City council member and Political Commissioner of the Rally of Republicans (RDR) in Abobo, Sira Dramé faced the judges of the International Criminal Court (ICC) Monday, December 4, 2017 to testify in the joint trial of Laurent Gbagbo and Charles Blé Goudé.
Born in 1970 in Adjamé and a dyer by profession, Alassane Ouattara’s party activist described in her testimony the atmosphere in Côte d’Ivoire’s most populated commune at the time of the crisis.
According to her, Abobo was a difficult area for RDR supporters. “During the second round elections, we people from the North were not comfortable because LMP youths [a coalition favorable to Laurent Gbagbo] said that a Mossi cannot govern the country. We could not even wear boubous for fear of being attacked,” she said.
The prosecution witness also said that the commune neighborhoods were regularly the target of “bombing.”
“Every one of God’s days people bombed us. Our ‘good morning’ was bombing. In the evening…we were bombed, in the morning people launched shells in a haphazard way. This was later, from February, from March to April until Mr. Gbagbo was arrested. People fired mortar bombs into our neighborhood. Abobo was almost empty,” she testified.

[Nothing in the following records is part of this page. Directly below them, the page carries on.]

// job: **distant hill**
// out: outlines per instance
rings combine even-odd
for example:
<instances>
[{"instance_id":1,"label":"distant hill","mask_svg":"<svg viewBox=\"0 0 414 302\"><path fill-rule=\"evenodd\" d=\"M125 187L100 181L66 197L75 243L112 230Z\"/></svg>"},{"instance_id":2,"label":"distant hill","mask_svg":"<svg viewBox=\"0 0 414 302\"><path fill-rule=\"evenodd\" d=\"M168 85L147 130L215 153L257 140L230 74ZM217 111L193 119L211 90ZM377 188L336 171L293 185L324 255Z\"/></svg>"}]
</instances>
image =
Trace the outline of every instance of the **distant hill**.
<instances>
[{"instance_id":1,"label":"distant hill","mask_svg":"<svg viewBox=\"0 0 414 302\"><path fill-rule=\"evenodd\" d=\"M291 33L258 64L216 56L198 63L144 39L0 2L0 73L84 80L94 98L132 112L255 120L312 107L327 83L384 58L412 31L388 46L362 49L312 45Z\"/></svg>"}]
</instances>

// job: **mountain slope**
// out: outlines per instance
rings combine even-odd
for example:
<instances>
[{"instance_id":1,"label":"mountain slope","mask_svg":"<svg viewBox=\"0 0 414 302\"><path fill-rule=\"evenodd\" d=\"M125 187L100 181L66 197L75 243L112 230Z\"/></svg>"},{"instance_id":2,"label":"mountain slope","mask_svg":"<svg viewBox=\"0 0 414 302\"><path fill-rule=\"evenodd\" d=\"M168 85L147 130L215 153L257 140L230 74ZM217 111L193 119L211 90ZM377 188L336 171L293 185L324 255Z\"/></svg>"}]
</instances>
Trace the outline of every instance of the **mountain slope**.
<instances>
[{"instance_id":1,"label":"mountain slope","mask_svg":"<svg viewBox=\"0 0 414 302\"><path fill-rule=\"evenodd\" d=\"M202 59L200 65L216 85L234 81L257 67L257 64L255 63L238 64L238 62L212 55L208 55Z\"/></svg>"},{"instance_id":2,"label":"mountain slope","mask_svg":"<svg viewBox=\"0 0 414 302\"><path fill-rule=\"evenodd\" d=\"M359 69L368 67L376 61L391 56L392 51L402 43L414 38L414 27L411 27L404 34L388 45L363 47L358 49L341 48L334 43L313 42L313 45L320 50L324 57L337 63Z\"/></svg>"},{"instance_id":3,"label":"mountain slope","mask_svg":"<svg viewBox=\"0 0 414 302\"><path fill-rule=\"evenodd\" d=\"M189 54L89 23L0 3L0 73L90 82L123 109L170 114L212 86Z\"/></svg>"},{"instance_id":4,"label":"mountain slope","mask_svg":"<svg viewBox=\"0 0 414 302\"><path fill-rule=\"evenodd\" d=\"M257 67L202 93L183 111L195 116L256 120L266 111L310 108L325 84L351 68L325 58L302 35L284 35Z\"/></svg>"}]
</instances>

Sira Dramé, who also wears the cap of first person in charge of the “Collective of the victims of the 2004 events,” also gave her version of the facts that occurred on March 3, 2011 during the Abobo women’s march.
That day, according to her, she was one of the organizers of this march and her job was to galvanize the protesters.
“Suddenly, I saw the women applauding. And when I saw the women applauding, they were looking to their left, which meant my right. When I looked right, I saw a tank coming. On the tank, I saw a white flag. It was because of the white flag that the women applauded because for us, people came to secure the march. The tank was followed by a cargo vehicle. To our surprise, a few seconds after their passage, we heard mortar bombs being fired. When I heard two shots; there was a stampede. Every one sought refuge somewhere. From the Banco roundabout to the Providence pharmacy, all shops were closed. There was only one courtyard and all the women wanted to get into it. I fell down and fainted. A few minutes later I came to, and I heard the women yelling in Malinké ‘Oh God, they’ve killed the women’,” said the witness with emotion.
Sira Dramé’s testimony will continue tomorrow, December 5.
Laurent Gbagbo and Charles Blé Goudé are charged with four counts of crimes against humanity, including murder, rape, and other inhumane acts, or – in the alternative – attempted murder and persecution. The accused allegedly committed these crimes during post-electoral violence in Côte d’Ivoire between December 16, 2010 and April 12, 2011.
This summary comes from Ivoire Justice, which offers monitoring and commentary on the ICC’s proceedings arising from the post-election violence that occurred in Cote d’Ivoire in 2010-2011. It has been translated into English for use on International Justice Monitor.